Sorry, I know what you meant but I did chuckle about you "pissing the point."
 
I agree with a lot of what you say, BUT, I do not believe that this civil suit is anything funded by BM. I just don't think that anyone who has (allegedly) murdered their wife, and, as things currently stand, got away with it, would put themselves out there in the legal arena again. I think this civil action is all to do with the attorneys involved fighting an injustice against the current criminal legal system and wanting to find an arena to fight that battle (see the conclusion to Domenico's judgement).

I also believe that IF any prosecution against BM is brought in the future, any evidence will be repackaged and/or re-analysed by different 'experts' (an 'expert' is an 'expert' until they are not). They will need to distance themselves from the previous trial and give it a new spin (so to speak) and KISS (Keep it Simple ...). This is a simple case IF the evidence is pulled together and presented in a way where there can be no doubt as to guilt.

Whichever way you look at the past criminal case (and we can argue all days about that), the prosecution pulled the trigger before they were ready (and able) and they themselves brought the 'circus' to town and let a (allegedly) guilty man go free. Unless there is a 'smoking gun' my fear is that as time passes, those witesses, 'experts' and evidence will be 'lost'.
That DA Kelly will engage (probably has engaged) experts not associated with the Stanley prosecution is a very astute observation, and I agree. I also agree that over time, memories can fade, witnesses can vanish, evidence can be lost or degraded. I assume DA Kelly, the Moffat County Sheriff, the CBI, and the FBI are all taking what ever steps can be taken to prevent that since they still claim the investigation is open. But I cannot know that for a fact, and humans are fallible even at their best.

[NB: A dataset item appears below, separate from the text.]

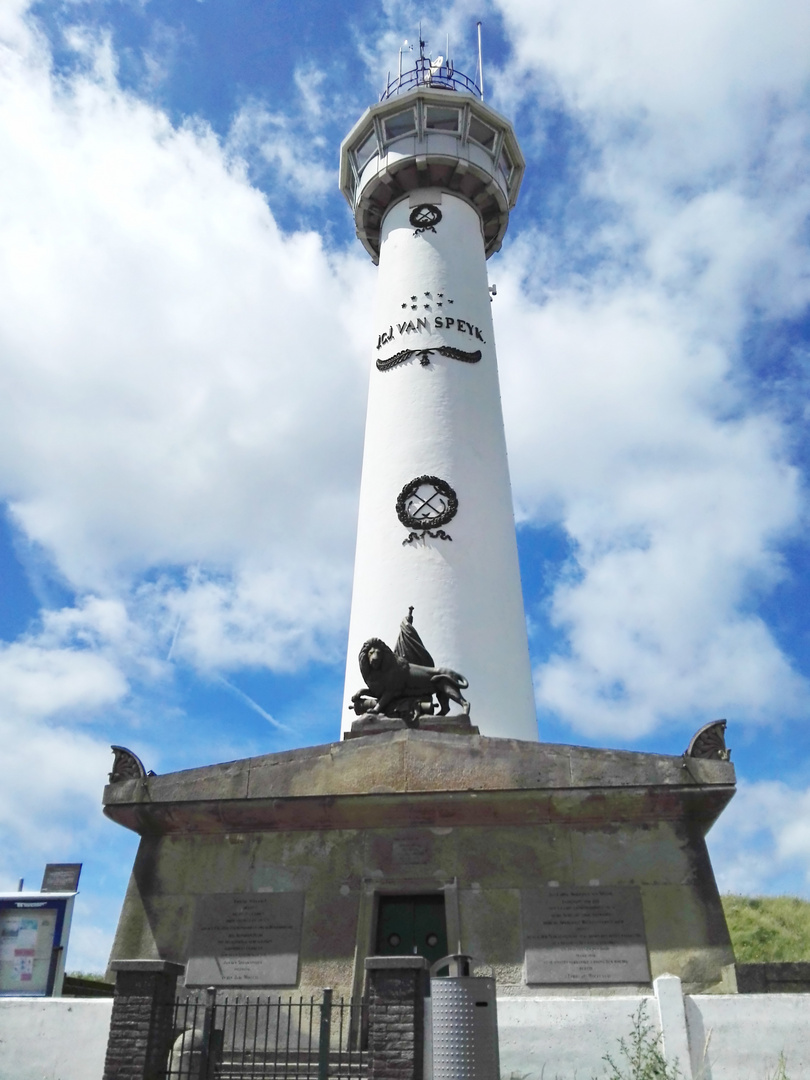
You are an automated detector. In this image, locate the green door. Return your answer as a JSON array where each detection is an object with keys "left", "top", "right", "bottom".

DA Kelly will no doubt be careful to avoid the mistakes of the past, but I doubt that she is waiting for evidence that leaves no doubt as to guilt. That is an impossible burden and beyond her professional responsibility. If she believes in good faith that the assembled evidence can establish Morphew's guilt in a jury's collective mind, she will file. I have reasoned that it is in the interest of such a prosecution to wait for the end of Morphew's civil case, but I could be wrong about that.

I am curious as to how in your jurisdiction a lawyer can bring a case in the name of the represented party without the party's consent. That would be unethical in Colorado. F&B undertook to represent Morphew in these claims when they filed the Notice of Claim with the state in October 2021. We don't know what the engagement terms are, but it would be typical for an attorney to require a substantial retainer to cover their initial fees of case preparation and the anticipated costs that they cannot ethically finance for the client. It's possible that a third party investor paid these with the expectation that any judgment or settlement would be shared, but the case is so speculative I don't see that happening.

It's possible that Morphew delegated authority to make decisions for him at the outset, but he has the authority to revoke such a delegation at any time and has not done so.

What are the rules about this in your part of the world?